2020 foldable smartphone by Samsung Electronics

The Samsung Galaxy Z Fold 2 (stylized as Samsung Galaxy Z Fold2, sold as Samsung Galaxy Fold 2 in certain territories) is an Android-based foldable smartphone manufactured and developed by Samsung Electronics for its Galaxy Z series, succeeding the Galaxy Fold. During its reveal, it was first announced on August 5, 2020 alongside the Galaxy Note 20, the Galaxy Tab S7, the Galaxy Buds Live, and the Galaxy Watch 3 at the Samsung's first Galaxy Unpacked event part. And later, it revealed pricing and availability details on September 1, 2020 at the second Galaxy Unpacked event part, alongside the Galaxy Fit 2 announcement, before being progressively released to all major markets on September 18.

On August 11, 2021, the Galaxy Z Fold 2 was succeeded by the Galaxy Z Fold 3. The Galaxy Z Fold 2 stopped receiving security updates on October 9, 2024.
==Specifications==
===Design===
Unlike the original Fold which had an entirely plastic screen, the screen is protected by 30 micron-thick “ultra-thin glass” with a plastic layer like the Z Flip, manufactured by Samsung with materials from Schott AG; conventional Gorilla Glass is used for the back panels with an aluminum frame.

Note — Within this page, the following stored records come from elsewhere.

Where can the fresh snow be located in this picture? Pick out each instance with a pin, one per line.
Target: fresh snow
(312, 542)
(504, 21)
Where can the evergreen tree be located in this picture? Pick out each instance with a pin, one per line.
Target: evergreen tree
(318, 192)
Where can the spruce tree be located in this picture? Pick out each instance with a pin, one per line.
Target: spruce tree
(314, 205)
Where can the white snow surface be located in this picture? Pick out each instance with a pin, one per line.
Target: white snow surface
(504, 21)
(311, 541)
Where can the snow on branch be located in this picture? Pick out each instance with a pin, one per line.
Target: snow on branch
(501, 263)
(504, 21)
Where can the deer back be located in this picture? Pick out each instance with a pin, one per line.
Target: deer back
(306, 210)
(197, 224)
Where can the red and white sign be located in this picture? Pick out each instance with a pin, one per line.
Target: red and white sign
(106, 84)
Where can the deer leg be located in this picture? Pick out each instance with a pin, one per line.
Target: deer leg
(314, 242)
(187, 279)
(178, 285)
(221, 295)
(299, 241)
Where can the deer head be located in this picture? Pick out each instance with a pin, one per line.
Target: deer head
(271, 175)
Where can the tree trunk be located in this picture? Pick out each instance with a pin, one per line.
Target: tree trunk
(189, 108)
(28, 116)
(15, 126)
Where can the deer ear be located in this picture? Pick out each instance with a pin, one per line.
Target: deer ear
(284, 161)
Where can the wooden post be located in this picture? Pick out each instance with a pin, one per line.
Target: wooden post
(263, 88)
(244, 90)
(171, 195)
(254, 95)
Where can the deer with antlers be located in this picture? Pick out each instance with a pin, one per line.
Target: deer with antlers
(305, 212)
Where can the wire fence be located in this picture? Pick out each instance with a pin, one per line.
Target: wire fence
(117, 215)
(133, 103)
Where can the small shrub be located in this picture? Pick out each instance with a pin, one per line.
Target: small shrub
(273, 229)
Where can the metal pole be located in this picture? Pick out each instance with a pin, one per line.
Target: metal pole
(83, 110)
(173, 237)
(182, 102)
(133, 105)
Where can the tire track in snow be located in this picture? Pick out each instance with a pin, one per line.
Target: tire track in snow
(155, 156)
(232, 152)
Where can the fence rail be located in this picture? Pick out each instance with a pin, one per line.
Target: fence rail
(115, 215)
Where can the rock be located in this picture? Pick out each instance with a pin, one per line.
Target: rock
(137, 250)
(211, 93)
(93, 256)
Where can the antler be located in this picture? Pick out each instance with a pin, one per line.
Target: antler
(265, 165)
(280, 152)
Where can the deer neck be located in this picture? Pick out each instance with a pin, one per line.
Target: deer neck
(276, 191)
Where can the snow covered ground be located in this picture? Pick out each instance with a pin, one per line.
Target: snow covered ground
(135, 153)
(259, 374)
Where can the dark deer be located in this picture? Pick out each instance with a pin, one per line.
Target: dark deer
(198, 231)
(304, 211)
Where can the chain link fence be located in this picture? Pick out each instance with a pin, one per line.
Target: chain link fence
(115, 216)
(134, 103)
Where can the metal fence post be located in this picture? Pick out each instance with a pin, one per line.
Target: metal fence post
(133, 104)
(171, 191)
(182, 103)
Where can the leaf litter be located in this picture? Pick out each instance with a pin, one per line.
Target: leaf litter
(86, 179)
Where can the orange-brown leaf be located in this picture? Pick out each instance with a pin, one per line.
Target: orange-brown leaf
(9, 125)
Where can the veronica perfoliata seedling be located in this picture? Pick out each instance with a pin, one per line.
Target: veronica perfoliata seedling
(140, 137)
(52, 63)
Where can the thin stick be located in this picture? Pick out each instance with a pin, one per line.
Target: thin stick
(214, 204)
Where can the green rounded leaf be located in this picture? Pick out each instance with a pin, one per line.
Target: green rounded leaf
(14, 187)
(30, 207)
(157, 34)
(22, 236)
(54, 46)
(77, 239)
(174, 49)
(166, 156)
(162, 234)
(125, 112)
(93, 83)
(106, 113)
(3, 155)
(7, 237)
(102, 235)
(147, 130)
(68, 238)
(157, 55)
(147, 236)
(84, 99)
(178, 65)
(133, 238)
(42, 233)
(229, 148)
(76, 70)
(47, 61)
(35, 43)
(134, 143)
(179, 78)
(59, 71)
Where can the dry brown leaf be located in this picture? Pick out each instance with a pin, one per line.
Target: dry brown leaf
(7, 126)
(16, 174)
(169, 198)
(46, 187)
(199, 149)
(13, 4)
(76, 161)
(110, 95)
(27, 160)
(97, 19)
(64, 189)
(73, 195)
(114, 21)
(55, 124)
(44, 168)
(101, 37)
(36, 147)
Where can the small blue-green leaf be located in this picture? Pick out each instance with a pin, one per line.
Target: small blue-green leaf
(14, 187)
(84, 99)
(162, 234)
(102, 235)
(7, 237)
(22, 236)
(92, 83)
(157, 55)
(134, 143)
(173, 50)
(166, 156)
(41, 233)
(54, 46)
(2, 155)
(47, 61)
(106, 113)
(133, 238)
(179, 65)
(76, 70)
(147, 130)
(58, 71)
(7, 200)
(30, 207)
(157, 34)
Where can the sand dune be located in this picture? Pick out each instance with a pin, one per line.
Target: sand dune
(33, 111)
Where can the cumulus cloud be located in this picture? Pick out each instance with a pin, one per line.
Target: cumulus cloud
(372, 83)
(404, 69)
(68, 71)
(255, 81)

The hinge mechanism is also borrowed from the Z Flip, using nylon fibers designed to keep dust out; it is self-supporting from 75 to 115 degrees. The power button is embedded in the frame and doubles as the fingerprint sensor, with the volume rocker located above. The device comes in two colors, Mystic Bronze and Mystic Black, as well as a Limited Edition Thom Browne model. In select regions, users are able to customize the hinge color when ordering the phone from Samsung's website.
===Hardware===
The Galaxy Z Fold 2 contains two screens: its front cover uses a 6.2-inch display in the center with minimal bezels, significantly larger than its predecessor's 4.6-inch display, and the device can fold open to expose a 7.6-inch display, with a circular cutout in the top center right replacing the notch along with a thinner border. Both displays support HDR10+; the internal display benefits from an adaptive 120 Hz refresh rate like the S20 series and Note 20 Ultra.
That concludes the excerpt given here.